On AI

I lead humans. I manage resources. AI is a resource.


I've spent twenty years building systems where the stakes were physical: dispatch, surgery, pet health, financial settlement. In every one of those domains, the question "what happens when the system is wrong?" had an answer measured in something other than money.

AI is a tool that has changed how I lead engineering teams. It hasn't changed what good engineering is. The systems I build still have to fail safely, leave an audit trail, and survive the day when a regulator asks how a particular decision was made. AI doesn't get me out of any of that. It just changes the surface where the human judgment happens.

The pivot that taught me

My time at Old Well Labs in 2025 was a deliberate, six-month pivot back to IC work for a reason: I needed to know how AI-native engineering practice actually worked at implementation depth, not just at the level of "we should be using more of it." A half-year as staff-level IC at an AI-native fintech will recalibrate any leader's sense of what's hype and what's load-bearing.
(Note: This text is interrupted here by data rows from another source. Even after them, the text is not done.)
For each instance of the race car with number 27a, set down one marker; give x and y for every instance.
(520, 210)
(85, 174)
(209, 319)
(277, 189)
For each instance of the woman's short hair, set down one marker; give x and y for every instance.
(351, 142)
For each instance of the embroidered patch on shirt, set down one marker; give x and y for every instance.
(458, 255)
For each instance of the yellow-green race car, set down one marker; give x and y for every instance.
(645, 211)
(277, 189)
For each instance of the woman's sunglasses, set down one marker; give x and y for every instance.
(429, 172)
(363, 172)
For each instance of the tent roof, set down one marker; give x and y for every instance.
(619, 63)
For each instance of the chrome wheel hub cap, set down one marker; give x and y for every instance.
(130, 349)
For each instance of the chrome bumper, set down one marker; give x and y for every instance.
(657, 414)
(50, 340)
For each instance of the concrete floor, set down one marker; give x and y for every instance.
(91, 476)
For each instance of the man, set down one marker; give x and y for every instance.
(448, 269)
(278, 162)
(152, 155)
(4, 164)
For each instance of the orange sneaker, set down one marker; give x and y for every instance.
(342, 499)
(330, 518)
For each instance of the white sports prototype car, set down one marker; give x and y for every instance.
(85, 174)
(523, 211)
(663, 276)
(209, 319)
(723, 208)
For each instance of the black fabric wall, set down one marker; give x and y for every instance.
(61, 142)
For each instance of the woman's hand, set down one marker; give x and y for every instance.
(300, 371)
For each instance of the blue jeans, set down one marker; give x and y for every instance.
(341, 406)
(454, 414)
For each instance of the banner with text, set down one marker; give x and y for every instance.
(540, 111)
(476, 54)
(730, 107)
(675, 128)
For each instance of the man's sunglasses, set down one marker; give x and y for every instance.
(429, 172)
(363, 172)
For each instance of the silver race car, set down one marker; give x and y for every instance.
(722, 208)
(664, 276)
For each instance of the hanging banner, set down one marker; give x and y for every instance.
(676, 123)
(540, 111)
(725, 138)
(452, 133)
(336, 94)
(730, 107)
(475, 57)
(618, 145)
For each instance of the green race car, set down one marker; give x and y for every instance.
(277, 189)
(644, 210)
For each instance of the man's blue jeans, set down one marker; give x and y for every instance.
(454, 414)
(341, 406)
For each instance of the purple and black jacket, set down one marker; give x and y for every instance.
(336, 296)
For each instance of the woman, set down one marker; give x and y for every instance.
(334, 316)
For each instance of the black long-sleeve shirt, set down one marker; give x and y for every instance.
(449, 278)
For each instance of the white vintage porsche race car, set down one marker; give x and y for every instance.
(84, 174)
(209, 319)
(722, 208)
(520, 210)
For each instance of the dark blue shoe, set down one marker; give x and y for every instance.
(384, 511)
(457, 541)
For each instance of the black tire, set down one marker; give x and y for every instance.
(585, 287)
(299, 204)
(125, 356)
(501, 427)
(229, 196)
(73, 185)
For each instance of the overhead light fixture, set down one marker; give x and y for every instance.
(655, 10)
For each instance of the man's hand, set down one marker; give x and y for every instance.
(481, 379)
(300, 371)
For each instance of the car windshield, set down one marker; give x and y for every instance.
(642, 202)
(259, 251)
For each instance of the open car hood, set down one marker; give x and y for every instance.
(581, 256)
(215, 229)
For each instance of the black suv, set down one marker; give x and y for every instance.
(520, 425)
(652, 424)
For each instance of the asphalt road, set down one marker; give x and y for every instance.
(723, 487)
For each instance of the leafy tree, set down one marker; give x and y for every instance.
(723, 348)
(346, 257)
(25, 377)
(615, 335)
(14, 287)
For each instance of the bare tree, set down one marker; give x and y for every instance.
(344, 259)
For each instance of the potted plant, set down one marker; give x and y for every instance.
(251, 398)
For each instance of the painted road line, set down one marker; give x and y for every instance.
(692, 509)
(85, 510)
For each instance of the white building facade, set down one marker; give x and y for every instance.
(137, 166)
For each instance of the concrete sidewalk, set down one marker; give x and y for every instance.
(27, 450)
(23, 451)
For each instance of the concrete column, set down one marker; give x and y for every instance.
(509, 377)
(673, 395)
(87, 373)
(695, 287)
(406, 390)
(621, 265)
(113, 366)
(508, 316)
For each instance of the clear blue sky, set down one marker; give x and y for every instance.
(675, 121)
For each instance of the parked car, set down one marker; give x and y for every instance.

The result of that year is that I returned to engineering leadership with a clearer sense of what to ask my teams: where AI is genuinely accelerating us (faster prototyping, better doc generation, fewer "stuck on a regex" hours), where it's actively dangerous (security-critical paths, anything where the model can confidently make up a citation), and where it's a wash (most code review, most CI). Different answers in different domains. That granular taste is the thing my teams pay me for.